Upper Crust owner SSP slumps on MS downgrade
Shares of Upper Crust owner SSP slid on Tuesday after Morgan Stanley downgraded the stock to ‘equalweight’ from ‘overweight’ and cut the price target to 320p from 330p following the recent vaccine-inspired rally.
MS noted the shares have rallied strongly since last week’s Pfizer/BioNTech vaccine news, more than any other stock in its coverage. It now trades above the bank’s new price target.
It said the company is a good play on both recovering travel volumes and consolidating the fragmented travel food & beverage sector, where it has a strong track record of contract wins.
"However, Covid-19 has changed the investment case markedly and we now have less confidence SSP can return to prior growth rates and multiples, and see cash burn continuing for at least another six months, which could mean a second equity raise is needed," said MS.
As reasons for the downgrade, it pointed to a late recovery in international travel, weaker near-term trading, uncertainty over structural revenue losses, uncertainty over margin recovery and the possibility of a second equity raise.

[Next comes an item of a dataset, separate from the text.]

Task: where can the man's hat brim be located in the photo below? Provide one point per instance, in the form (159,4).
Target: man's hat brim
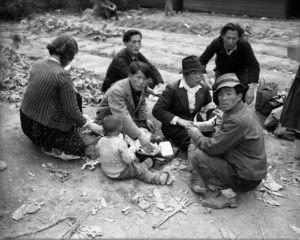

"While the Pfizer/BioNTech/Moderna vaccine news is clearly a positive, BioNTech scientists have said they do not see life returning to normal until next winter," the bank said. "In addition, if vaccines are rolled out at different speeds globally, this could lead to differing international infection and immunity rates, which could lead authorities to limit international travel until some sort of parity is reached.
"We think domestic travel is likely to recovery sooner than international travel and SSP is fairly evenly split between the two."
At 1120 GMT, SSP shares were down 5.8% at 347.60p.